Sylvester's Italian league basketball career, also included playing stints with Basket Rimini and Virtus Bologna, and Basket Marsala.

==National team basketball career==
Sylvester was naturalized as Italian citizen in 1977. Three years later, he would be called on to represent the senior Italy national basketball team, and he had a great performance at the 1980 FIBA European Olympic Qualifying Tournament, that gave the Italians a spot at the 1980 Moscow Summer Olympic Games. However, as soon as Sylvester heard the United States was leading the 1980 Summer Olympics boycott, Sylvester wondered if he needed to adhere, particularly as an Italian player, refusing an Olympic invitation could potentially cause a ban from playing professionally.

He contacted the U.S. State Department, who advised Sylvester to play. He still abstained from a vote within the Italian team about the boycott, saying he would follow the squad's decision – the Italians eventually played, though under the Olympic flag. Despite suffering a sprained ankle during the 1980 Summer Olympics Basketball Tournament, he won a silver medal, after the Italians upset the Soviet Union, before eventually losing in the Olympic final to Yugoslavia. Sylvester was the only American to win a medal at those games.

Sylvester also competed with Italy at the 1981 FIBA EuroBasket.

==Basketball coaching career==
After his playing career ended, Sylvester became a basketball coach. He was the head coach of the Dayton Wings, which he led to the World Basketball League championship in 1992. Sylvester also worked as the head coach of Cincinnati Hills Christian Academy high school.

==Baseball career==
Sylvester also played the sport of baseball in his youth. He was selected in the 1970 MLB draft, by the Major League Baseball team the Chicago Cubs, in the 12th round of the draft, with the 282nd overall draft pick.

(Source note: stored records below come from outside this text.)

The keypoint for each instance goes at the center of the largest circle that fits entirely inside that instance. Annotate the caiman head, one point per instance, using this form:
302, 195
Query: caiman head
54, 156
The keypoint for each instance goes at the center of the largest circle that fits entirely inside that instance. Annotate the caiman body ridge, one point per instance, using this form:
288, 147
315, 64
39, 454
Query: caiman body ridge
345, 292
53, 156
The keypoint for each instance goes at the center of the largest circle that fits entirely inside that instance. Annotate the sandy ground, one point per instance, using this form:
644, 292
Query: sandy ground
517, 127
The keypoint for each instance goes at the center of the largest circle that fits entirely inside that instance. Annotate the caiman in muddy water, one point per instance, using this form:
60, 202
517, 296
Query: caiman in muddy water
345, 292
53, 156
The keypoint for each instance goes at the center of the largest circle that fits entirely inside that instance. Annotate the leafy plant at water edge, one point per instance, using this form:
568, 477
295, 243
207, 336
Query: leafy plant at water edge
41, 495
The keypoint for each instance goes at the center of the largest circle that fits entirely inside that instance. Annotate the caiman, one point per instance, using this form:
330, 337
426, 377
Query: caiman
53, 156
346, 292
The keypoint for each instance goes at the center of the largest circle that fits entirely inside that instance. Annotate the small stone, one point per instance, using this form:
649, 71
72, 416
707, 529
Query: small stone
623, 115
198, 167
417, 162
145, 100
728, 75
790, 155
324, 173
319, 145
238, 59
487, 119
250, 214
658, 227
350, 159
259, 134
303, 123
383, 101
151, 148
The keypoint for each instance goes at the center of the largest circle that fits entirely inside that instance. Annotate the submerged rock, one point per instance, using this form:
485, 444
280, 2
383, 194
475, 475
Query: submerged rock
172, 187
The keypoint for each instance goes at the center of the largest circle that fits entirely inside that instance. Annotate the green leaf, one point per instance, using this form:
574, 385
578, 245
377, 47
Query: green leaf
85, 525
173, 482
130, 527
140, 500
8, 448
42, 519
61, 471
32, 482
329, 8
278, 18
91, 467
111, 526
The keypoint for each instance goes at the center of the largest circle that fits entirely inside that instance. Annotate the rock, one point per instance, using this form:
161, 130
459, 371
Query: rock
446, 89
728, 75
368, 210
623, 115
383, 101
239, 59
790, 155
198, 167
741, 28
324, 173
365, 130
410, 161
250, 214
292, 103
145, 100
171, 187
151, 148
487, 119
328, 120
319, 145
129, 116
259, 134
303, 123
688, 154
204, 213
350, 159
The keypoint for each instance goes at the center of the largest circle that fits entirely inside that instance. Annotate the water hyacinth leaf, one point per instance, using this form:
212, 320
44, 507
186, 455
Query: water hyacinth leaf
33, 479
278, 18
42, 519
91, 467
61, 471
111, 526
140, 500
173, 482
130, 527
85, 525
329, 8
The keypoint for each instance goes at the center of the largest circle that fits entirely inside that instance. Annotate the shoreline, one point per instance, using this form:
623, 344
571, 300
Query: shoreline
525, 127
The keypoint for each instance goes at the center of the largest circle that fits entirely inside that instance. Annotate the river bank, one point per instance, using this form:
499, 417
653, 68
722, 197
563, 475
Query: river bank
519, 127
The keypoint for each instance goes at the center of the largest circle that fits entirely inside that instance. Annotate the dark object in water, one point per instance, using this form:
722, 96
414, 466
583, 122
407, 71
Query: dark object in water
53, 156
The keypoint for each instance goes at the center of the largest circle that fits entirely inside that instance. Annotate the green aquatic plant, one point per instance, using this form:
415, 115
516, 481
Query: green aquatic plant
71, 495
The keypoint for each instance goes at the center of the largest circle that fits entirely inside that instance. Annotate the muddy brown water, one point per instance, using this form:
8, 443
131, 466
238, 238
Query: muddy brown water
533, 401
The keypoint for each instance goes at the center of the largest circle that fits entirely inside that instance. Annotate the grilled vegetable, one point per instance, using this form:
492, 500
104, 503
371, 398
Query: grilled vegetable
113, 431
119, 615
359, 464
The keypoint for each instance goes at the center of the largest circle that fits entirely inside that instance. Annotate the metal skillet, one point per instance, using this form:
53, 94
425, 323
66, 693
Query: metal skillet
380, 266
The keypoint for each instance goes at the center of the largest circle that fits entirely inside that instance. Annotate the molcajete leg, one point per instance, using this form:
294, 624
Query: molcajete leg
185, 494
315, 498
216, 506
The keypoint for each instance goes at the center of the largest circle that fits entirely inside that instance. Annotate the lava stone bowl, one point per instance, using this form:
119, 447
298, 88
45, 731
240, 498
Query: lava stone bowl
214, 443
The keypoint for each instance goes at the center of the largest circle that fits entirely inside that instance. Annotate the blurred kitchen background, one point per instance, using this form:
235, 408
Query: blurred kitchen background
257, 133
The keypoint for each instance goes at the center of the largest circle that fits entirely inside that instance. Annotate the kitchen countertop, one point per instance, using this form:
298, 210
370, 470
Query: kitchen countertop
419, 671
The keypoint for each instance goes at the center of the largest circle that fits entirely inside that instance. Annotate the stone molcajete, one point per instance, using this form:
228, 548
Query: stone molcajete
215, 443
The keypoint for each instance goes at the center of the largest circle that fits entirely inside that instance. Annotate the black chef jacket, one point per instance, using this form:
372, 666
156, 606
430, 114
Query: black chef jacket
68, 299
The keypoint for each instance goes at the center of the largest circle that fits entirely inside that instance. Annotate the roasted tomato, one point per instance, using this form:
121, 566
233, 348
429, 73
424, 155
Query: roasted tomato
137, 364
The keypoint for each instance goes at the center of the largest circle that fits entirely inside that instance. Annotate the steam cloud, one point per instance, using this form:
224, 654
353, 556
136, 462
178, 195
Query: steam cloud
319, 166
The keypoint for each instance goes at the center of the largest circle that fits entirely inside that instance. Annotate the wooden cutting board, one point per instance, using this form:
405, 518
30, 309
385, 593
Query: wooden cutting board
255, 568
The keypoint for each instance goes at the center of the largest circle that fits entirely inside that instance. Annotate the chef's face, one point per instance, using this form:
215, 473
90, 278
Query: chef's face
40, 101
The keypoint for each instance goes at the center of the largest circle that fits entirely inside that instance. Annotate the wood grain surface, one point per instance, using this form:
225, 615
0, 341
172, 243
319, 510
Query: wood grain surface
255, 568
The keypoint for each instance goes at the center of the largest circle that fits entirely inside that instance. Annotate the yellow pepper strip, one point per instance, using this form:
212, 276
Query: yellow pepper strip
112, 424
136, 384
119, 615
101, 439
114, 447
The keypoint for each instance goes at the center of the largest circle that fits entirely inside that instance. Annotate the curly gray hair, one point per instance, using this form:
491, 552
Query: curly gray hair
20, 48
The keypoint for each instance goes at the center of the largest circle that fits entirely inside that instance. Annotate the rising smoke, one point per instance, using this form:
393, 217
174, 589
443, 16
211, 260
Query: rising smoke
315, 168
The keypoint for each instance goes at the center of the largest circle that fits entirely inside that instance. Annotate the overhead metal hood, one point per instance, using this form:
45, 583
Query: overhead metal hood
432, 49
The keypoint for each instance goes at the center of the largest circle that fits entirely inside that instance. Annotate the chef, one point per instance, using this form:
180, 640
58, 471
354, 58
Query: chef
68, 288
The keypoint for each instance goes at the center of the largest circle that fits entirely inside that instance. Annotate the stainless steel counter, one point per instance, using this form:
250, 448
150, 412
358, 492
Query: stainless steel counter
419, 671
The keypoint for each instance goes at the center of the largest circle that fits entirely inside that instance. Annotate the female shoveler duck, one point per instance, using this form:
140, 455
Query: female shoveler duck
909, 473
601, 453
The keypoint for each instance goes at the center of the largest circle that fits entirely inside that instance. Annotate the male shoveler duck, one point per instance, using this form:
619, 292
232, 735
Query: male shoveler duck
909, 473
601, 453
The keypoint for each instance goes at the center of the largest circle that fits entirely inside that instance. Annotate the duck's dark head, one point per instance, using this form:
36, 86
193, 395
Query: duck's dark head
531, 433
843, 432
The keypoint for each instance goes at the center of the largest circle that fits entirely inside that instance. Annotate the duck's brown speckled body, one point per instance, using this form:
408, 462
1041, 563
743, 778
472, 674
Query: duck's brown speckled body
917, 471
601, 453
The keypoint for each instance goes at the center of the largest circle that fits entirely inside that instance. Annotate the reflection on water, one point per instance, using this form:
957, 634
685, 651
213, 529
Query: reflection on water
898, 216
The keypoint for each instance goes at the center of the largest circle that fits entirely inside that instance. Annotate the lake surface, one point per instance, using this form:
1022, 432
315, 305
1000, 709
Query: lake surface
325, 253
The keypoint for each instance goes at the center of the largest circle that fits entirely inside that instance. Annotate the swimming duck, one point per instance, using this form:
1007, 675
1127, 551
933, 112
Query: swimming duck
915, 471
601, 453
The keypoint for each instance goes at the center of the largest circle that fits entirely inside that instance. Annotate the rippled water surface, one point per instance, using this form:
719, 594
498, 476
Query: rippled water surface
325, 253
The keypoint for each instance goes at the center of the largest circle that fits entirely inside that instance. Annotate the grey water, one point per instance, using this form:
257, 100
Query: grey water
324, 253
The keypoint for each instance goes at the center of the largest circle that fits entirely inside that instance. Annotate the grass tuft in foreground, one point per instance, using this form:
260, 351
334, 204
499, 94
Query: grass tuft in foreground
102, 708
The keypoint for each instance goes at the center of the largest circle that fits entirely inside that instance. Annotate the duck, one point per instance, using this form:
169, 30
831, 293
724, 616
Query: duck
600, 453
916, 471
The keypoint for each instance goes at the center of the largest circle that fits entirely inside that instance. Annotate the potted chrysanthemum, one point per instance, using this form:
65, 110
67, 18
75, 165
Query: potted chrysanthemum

Sylvester competed in the professional Italian Serie A Baseball League, in the summer of 1978, when he played with Diavia Bollate. As a pitcher, in 11 games played, Sylvester had a total of 66 innings pitched, with a 3.55 earned run average (ERA). At the plate, he made batting appearances in 13 games played. In 29 total at bats, he recorded a batting average of .269.

==Personal life==
Sylvester is a current resident of Loveland, Ohio. The Sylvester family has a sports tradition. Mike's brothers, Steve and Vince, were American football players, with the former reaching the NFL and playing for the Oakland Raiders, and the latter being a college star at the University of Cincinnati. Mike's son Matt was also a basketball player, and he played in college for Ohio State, before going to Europe to play professionally like his father.